My mailing constraint that calls for throttling is my ISP which puts a
cap of 800 emails/hour.  I want to keep mine to at least half that for
my large list to accommodate all the other mail being sent via my
domain.

> Also, the statement that "a php process runs invisibility in
> the background until all the emails are sent" worries me --
> what happens if that process dies in the middle for some
> reason?  Do some of the email messages not get sent?
> Is there a provision for restarting the send somehow?

My original plan was to break the maillists into packets of 100
emails, save them as separate text files and then mail them out 1
packet at a time using cron.  When that was discouraged I considered a
single function with sleeps between individual emails, or every 10-20
emails, etc., until the whole batch is gone.

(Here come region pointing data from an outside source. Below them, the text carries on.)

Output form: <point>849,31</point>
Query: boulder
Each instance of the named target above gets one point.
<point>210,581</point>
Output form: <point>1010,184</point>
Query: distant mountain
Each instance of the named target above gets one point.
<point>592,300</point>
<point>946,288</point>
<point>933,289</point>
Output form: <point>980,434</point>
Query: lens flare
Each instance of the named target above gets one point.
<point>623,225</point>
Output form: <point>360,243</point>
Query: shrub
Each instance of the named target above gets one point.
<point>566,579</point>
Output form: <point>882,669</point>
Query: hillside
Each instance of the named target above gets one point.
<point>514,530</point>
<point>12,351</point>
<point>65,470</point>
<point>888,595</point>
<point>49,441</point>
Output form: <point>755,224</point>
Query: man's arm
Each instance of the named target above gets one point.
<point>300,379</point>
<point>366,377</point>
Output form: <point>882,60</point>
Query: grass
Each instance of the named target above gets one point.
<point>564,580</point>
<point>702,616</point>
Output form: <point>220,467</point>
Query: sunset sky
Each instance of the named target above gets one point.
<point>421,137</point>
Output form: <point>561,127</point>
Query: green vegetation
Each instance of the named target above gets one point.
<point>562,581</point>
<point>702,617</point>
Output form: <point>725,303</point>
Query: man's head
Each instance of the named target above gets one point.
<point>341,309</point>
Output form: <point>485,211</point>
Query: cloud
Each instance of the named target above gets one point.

My plan was to include an option for sending email notifications to
the sender every 100 or so emails indicating how far in the process
the emailing has gone.  So if there was a problem, the email could be
manually resent to the remaining emails.  Another option might be to
make a copy of the maillist on a temporary PmWiki page of all the
emails, then delete them every so often as they are sent and resave
the list.  So if an email did have to be resent it could simply be
sent to the maillist containing the remaining emails.  Clunky perhaps,
but easy enough for an administrator to handle.

The problem at this point is probably not so much the coding, but
getting some recommendations on how exactly we want it to work.
Anyone have any suggestions?  Pm?  Crisses gave me some great help
with the technical side of using the register_shutdown-function so I
should be able to get something going pretty soon. The question is
what exactly do we want going?

> (A process dying in the middle is always a possibility, but
> it becomes much more likely if that process takes a long time
> to complete, such as would be the case if email sends are
> being throttled over several hours.)

By the way, some of my design goals include:

1) Being able to easily add/removes emails by simple ZAP forms, or
cutting and pasting email lists into a wiki page.
2) Being able to optionally require confirmation before allowing
subscription of an email to a list.
3) Being able to have any number of maillists.
4) Being able to simultaneously post to a maillist, and to a wiki
page, for archiving.
5) Being able to throttle the emails.
6) Being able to template the emails using wiki template pages.
7) Being able to have multiple email messages in queue (I have/will
have several interactive forums/blogs, etc.
8) Being able to automatically sort emails and remove duplicates.
9) Being able to optionally log or email sender report of progress.
10) Being able to run quietly in the background without slowing browsing.
11) Being able to run cross-platform based on php and pmwiki only.